Am Apparat

Telefonkolumne

Politik, FALTER 7/2009 vom 11.02.2009

Verursacht der Vatikan derzeit eine Austrittswelle, Herr Weiss?

Bischof ("Kein Jude starb in einer Gaskammer") Williams und Weihbischof ("Homosexualität ist heilbar") Wagner sorgen für Aufregung in Österreich. Ist eine Austrittswelle aus der Kirche die Folge? Josef Weiss, stellvertretender Finanzdirektor der Erzdiözese Wien, ist für die Kirchenbeiträge verantwortlich.

Herr Weiss, wie viele Mitglieder hat die Erzdiözese Wien?

Die Erzdiözese umfasst Wien, das Wein- und Industrieviertel. Wir zählen 1,3 Millionen Katholiken.

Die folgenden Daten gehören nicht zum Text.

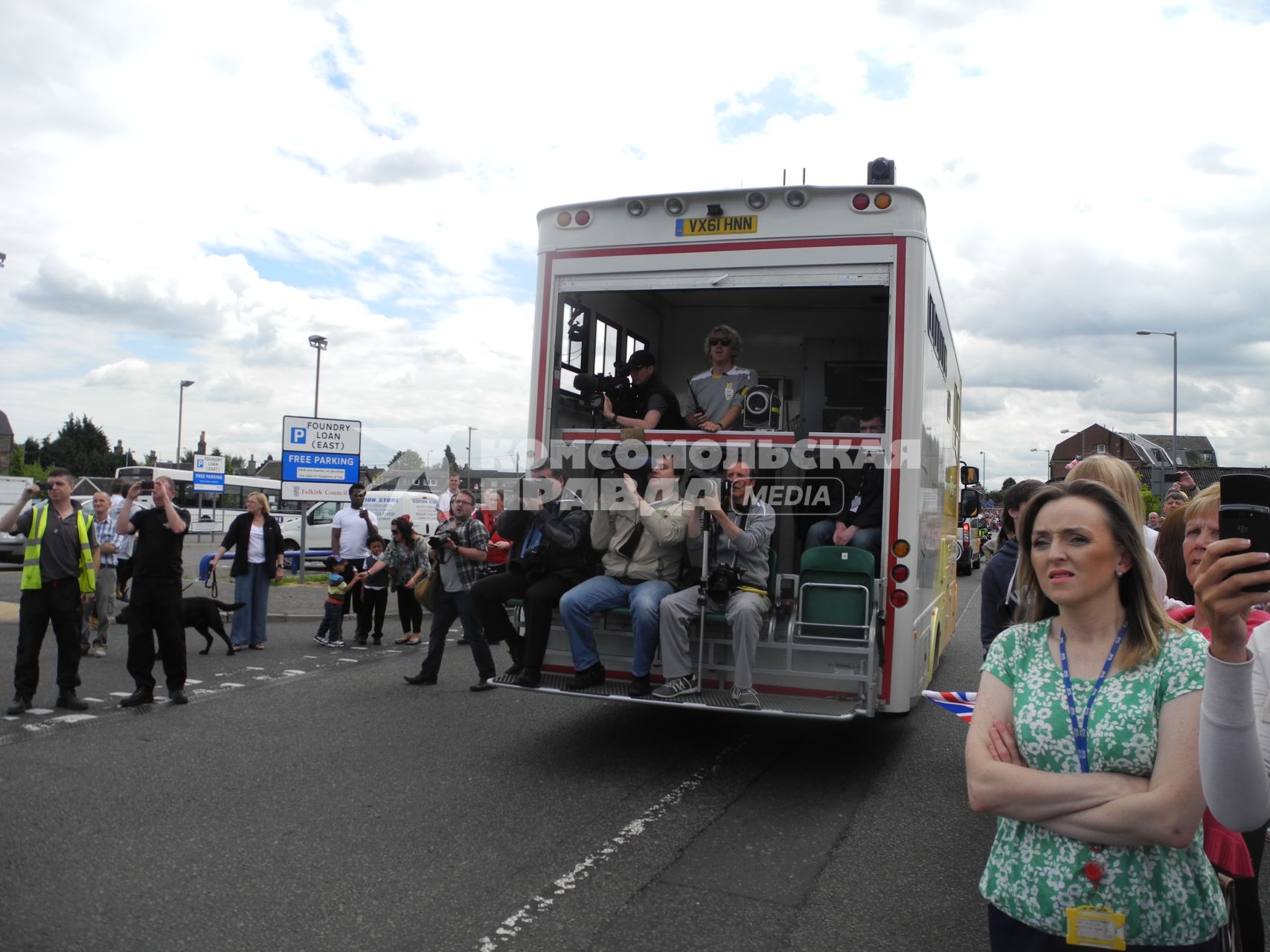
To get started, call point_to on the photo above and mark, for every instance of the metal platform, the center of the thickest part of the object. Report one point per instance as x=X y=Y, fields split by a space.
x=822 y=709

Gibt es derzeit eine Austrittswelle?

Die jüngsten vatikanischen Entscheidungen haben unter Katholiken Verunsicherung und Unverständnis ausgelöst. Manche rufen an und wollen weniger zahlen. Aber es gibt keine große Austrittswelle. Alle Zahlen sind vorläufig, da jeder drei Monate Bedenkzeit hat, den Austritt zu widerrufen. Aber es gibt auch viele ausgetretene Gläubige, die jetzt wieder beitreten, weil sie sich von Weihbischof Wagner angesprochen fühlen.

Gibt es Ereignisse, die große Eintrittswellen zur Folge haben?

Ja. Etwa die aktuelle Wirtschaftskrise. Sie ist für Menschen Grund, ihre spirituelle Heimat wieder aufzusuchen.

Manche Medien rufen Gläubige zum Austritt auf, indem sie sagen: Nehmt Taufschein, Meldezettel, Lichtbildausweis und marschiert aufs Bezirksamt.

Das ist bedauerlich und kurz gedacht. Wenn die Menschen die Kirche verlassen, zahlt der Mensch drauf. Die Kirche übernimmt wichtige Aufgaben im kulturellen und sozialen Bereich. Wird sie schwächer, muss der Staat übernehmen. Kein Österreicher wünscht sich ein Land ohne Kirche.

Wie hoch ist der Kirchenbeitrag?

Er beträgt ein Prozent des steuerpflichtigen Einkommens und kann durch Ermäßigungen reduziert werden.

Wird geklagt, wer nicht zahlt?

Wir setzen viele Maßnahmen, um in solchen Fällen gemeinsame Wege zu finden. Wenn jemand aber andauernd die Zahlung verweigert, kann es zur Klage kommen.